Workplace Safety North President Candys Ballanger-Michaud presented an award to Kidd Operations - Glencore during the annual general meeting and awards dinner. The Timmins-based operation which includes a mine and a mill was honoured for its contribution to building safe and healthy workplaces in Ontario.
“Everyone’s really proud of the win,” says Tom Semadeni, General Manager of Kidd Operations. “It’s really icing on the cake because earlier this year we won the John T. Ryan national safety trophy for the best safety performance for a Canadian metal mine. So it’s further reinforcement that we’re on the right track.
“I think it’s great to promote success in the area of safety. A lot of times, businesses have a tendency to notice and follow up on things that are going badly or wrong, but you need to recognize success, not only internally but also publicly. Being recognized with awards like this one demonstrates to our employees and external stakeholders that we have a strong commitment to on-going improvement in our safety performance.”
Unique challenges at world’s deepest base metal mine
“The mine’s been in operation since 1966 so it’s older by some standards and that creates some challenges because we’re working with a mix of older infrastructure as well as new,” says Semadeni. “We’re the deepest base-metal mine in the world – the deepest place you can get to in the earth’s crust – and that creates its own set of challenges, such as with logistics, transportation and supervision of people over vast distances. There are about 1,200 people including contractors working on two different sites: we’re a mine and a mill separated by about 30 kilometres and there’s a train that runs in between, so that’s kind of unusual for a mine.
“That also makes it a bit more challenging from a management point of view because you’re basically dealing with two sites. I have to get to both places because I believe an important aspect in safety is visible leadership. You need to be present and available and making a difference in the workplace. It’s a bit of a challenge for us and I think that’s why it’s so important to have good systems in place.
“That’s what I like about your awards; you’ve established some measurement criteria, a view of the key ingredients to achieving good safety performance. You have to believe there’s a cause-and-effect relationship with safety, that it’s not just luck, but that if you have all the proper ingredients in place, you will end up with good safety results. I think that’s one of the things we’ve come to realize over the years: we need to have all the right systems in place and then have a way of auditing the systems to make sure that they’re effective.”
Every operation is different
“There are two aspects of benchmarking that are important,” says Semadeni. “One is that you should be improving relative to yourself. Sometimes it is difficult to compare yourself to others because every operation is different. So I think the aspect of the award where you need to demonstrate year-on-year improvement is important. Because the most important thing is to be able to prove to yourself that you are improving your own operation – because the rest of the world moves around and you can’t control that, but you can control your own destiny, your own operation.
“The second part of that is having the best practices or measurement criteria to self-audit against. Hopefully, again, you can demonstrate to yourself that you are improving. So if you don’t win one year, well, through the course of the next year, you understand why and where your gaps were, and work to improve in those areas, then measure yourself again and see if you have improved.”

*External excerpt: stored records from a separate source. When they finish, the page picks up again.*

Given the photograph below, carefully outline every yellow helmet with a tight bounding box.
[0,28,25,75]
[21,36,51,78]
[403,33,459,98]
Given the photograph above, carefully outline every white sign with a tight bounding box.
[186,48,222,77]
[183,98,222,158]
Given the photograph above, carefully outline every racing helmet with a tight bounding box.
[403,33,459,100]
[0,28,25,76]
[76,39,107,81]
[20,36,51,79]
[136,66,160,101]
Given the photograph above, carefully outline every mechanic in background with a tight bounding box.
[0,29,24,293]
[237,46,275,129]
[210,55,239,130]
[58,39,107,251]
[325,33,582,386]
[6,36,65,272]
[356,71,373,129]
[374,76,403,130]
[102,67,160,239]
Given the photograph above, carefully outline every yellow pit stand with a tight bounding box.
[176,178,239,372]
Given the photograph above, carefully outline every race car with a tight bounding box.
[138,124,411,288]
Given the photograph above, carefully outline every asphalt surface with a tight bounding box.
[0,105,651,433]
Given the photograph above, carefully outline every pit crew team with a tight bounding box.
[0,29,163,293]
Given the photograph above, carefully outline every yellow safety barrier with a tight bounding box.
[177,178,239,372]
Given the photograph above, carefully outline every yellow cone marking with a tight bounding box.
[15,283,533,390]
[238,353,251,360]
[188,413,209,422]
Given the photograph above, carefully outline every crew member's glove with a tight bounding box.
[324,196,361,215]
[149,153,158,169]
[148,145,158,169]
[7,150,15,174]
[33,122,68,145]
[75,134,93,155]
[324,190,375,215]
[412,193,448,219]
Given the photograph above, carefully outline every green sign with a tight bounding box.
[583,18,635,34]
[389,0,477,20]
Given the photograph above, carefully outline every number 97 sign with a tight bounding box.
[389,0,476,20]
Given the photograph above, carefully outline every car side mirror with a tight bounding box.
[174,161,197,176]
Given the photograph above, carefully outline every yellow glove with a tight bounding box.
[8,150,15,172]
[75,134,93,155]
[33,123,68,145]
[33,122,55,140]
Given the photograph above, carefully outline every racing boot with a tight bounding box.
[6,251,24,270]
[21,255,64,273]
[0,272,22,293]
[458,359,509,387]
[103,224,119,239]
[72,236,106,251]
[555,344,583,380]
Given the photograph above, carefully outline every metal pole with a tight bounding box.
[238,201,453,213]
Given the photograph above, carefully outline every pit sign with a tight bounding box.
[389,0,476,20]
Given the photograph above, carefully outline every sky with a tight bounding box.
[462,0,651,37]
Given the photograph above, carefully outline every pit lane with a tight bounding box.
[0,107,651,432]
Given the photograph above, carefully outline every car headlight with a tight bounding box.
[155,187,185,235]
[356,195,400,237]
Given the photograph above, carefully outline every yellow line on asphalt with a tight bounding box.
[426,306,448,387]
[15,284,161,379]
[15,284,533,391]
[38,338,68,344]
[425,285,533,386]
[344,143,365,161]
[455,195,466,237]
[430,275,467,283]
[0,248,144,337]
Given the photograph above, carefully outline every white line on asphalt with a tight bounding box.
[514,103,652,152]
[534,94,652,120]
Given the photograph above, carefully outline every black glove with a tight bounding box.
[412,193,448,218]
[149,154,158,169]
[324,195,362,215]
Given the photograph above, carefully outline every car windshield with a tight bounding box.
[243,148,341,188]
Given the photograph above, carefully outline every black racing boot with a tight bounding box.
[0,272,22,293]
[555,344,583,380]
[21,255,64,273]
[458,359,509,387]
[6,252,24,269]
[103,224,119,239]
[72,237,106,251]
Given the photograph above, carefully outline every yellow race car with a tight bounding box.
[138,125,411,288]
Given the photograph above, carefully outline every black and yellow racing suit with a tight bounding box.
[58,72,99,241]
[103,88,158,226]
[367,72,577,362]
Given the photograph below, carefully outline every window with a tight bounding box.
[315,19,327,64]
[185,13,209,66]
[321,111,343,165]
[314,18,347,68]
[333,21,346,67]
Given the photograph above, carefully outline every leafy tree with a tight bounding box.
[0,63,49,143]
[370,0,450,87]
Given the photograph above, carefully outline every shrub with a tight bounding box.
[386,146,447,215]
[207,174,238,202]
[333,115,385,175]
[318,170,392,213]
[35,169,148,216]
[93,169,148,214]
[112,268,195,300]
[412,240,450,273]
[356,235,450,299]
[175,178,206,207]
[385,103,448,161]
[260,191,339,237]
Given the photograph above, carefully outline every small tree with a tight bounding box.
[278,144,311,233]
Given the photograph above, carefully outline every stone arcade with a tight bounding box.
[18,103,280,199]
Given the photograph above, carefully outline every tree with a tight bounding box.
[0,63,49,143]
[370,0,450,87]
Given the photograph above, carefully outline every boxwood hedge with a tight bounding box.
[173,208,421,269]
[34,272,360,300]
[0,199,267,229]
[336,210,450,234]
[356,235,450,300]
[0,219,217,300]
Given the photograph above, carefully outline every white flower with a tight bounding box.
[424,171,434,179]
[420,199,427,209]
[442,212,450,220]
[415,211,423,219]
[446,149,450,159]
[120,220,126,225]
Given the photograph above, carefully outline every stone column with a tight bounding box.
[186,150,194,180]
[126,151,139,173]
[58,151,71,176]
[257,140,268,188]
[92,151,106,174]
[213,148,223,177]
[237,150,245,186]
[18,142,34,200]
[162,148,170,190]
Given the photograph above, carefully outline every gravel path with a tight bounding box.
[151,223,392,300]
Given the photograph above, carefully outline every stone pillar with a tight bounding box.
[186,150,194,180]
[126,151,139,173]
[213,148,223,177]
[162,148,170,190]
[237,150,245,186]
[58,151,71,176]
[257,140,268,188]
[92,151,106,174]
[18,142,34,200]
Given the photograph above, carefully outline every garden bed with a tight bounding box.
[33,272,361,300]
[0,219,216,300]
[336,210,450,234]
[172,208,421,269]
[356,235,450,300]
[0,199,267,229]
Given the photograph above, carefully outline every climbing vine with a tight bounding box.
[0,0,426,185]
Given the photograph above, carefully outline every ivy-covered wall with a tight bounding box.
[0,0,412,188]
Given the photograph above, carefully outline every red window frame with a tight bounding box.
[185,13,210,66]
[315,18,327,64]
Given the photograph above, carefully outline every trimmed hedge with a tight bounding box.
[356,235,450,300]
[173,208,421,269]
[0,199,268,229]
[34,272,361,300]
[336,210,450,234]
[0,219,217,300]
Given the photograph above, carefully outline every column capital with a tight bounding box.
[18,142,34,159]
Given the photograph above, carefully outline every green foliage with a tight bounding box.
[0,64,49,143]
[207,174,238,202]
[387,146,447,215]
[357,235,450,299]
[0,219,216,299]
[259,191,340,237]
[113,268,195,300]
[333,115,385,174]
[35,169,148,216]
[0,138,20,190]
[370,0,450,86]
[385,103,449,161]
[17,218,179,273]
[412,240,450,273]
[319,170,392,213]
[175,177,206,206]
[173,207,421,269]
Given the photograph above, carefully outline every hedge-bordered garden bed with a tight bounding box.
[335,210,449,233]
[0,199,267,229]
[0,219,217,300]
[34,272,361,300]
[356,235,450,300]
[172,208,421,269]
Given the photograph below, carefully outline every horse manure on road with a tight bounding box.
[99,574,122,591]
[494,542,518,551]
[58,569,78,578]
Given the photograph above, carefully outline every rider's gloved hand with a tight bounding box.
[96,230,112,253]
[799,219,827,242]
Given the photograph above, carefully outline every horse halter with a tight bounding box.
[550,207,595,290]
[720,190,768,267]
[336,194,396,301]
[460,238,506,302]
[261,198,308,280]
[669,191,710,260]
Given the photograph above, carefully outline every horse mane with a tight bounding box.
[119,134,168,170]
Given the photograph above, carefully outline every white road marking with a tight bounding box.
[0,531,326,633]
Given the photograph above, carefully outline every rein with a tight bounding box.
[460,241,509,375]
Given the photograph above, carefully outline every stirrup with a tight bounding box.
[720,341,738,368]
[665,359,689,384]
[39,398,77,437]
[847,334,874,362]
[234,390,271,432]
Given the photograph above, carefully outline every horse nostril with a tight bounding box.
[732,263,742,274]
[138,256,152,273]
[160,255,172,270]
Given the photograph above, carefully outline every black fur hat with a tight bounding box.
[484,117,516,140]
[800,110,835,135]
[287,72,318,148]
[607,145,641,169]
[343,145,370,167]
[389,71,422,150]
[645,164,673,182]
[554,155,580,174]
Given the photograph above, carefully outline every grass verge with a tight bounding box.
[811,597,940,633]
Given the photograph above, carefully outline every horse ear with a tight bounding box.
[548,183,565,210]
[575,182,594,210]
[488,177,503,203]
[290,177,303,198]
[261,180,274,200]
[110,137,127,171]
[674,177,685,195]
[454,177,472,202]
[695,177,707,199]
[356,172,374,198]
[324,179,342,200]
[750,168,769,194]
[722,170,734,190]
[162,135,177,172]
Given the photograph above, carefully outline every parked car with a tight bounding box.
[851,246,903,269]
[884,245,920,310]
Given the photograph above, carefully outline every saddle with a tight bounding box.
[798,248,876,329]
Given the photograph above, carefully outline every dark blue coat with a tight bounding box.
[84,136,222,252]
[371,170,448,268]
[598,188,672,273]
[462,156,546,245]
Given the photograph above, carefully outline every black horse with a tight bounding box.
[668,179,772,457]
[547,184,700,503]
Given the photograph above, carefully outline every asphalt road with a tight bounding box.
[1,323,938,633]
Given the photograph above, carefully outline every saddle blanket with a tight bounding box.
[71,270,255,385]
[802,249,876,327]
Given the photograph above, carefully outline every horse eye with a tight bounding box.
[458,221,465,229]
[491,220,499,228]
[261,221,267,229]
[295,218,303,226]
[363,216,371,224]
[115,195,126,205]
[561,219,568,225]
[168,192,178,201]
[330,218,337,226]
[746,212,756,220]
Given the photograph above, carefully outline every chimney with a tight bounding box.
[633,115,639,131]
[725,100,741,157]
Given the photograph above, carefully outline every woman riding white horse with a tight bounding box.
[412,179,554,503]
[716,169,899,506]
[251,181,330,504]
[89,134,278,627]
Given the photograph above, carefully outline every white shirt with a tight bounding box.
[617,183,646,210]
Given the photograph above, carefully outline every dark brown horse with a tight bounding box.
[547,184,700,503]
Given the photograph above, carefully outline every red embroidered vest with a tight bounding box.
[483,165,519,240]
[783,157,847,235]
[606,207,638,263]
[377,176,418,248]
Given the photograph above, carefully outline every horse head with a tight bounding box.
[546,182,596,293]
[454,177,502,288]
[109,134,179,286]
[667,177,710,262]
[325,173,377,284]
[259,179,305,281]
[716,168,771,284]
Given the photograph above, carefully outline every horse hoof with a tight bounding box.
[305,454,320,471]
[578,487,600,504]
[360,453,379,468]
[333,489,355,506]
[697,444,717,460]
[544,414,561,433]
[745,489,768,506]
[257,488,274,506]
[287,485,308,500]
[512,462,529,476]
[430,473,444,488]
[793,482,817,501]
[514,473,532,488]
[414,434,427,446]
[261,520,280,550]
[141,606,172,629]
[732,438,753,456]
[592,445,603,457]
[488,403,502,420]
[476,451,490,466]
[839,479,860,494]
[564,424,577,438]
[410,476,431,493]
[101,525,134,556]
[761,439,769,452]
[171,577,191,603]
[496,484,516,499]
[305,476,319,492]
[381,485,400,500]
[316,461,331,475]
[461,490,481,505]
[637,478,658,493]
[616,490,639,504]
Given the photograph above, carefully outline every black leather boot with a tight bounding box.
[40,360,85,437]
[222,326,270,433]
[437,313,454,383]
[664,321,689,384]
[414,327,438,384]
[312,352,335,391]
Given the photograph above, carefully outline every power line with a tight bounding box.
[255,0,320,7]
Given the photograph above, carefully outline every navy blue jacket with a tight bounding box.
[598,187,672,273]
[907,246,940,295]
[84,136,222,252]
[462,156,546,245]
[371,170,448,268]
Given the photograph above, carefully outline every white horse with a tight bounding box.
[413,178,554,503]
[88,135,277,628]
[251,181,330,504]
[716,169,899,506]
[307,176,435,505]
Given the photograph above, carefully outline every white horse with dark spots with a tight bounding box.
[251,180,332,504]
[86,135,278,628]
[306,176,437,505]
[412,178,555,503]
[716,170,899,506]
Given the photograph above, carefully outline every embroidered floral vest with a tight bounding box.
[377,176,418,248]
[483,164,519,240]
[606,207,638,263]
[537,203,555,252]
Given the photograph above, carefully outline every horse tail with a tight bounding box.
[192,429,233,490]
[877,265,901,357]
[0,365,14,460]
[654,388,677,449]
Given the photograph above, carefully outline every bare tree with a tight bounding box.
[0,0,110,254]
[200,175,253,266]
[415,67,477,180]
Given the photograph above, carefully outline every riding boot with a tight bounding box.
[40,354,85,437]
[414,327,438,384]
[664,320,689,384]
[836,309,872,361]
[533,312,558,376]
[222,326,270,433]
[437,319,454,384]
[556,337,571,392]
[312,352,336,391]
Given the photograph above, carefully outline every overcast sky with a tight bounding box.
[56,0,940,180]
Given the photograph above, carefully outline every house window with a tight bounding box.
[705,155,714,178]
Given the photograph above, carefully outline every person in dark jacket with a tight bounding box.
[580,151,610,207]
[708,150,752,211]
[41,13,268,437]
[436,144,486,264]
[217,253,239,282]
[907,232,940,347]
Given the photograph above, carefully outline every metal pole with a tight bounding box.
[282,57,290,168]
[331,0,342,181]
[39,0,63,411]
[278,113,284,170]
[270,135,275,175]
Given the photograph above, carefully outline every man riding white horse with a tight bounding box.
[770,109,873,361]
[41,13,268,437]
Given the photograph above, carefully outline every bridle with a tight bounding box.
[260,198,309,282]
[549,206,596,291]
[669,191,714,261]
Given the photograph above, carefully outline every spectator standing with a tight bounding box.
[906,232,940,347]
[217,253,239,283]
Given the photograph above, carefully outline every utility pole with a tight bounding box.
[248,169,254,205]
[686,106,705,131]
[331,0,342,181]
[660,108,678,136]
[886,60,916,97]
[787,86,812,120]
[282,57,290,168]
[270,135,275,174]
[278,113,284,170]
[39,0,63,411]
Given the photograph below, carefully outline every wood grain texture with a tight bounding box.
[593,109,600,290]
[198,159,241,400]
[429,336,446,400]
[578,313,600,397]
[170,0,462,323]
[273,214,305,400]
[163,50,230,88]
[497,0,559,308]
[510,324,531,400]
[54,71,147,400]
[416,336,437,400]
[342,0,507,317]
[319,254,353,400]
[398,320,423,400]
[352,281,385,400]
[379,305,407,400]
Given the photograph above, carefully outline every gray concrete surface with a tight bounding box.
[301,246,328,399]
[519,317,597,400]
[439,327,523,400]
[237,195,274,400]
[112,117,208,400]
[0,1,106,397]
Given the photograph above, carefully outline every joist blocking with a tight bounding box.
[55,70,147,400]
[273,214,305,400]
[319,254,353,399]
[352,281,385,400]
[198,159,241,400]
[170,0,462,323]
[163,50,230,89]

A safety report card for companies
“We send our kids to school and they get report cards and get assessed against criteria. I think it’s useful for organizations to do that same type of thing– like a safety report card.
“Changing human behaviour and changing our habits are hard,” adds Semadeni. “It takes a lot of hard work to improve safety, so I think a validation of that work is a great feeling. It’s a great source of pride when you can see that all your hard work is paying off.”
About WSN Workplace Excellence Awards
The purpose of the program is twofold: first, companies can complete an easy-to-follow assessment of their current health and safety programs. Once completed, businesses can clearly see areas for improvement and develop an action plan to improve safety performance; second, the program provides recognition to firms actively engaged in improving their health and safety performance.
Companies that score 80 percent or more on the self-assessment submit the completed assessment to WSN in order to receive a plaque that can be displayed in the workplace. WSN reviews the self-assessment and scores may be validated by an on-site visit from a WSN Field Consultant. All submitted assessments are automatically considered for the President’s Award. Scoring is based on the results of the self-assessment in combination with statistical performance of the past two calendar years.
Top scoring firms in forestry, mining, paper, printing, and converting, and small business are presented with the President’s Award at the WSN annual general meeting each September.
Submissions can be made at any time throughout the calendar year. For mining companies that would like to be recognized with a plaque at this year’s Mining Health and Safety conference, the deadline for submission is March 15. To be considered for the 2013 President’s Award, companies must submit their assessment by August 15.
Workplace Safety North representatives with mining sector safety award winners Kidd Operations - Glencore, from left: Shawn Connors, Guy Lamb, Candys Ballanger-Michaud, Sam Barbuto, Rick Farrell, Tom Semadeni (holding award), Ed Pieterse, Perry Harvey, and Bill Shaver.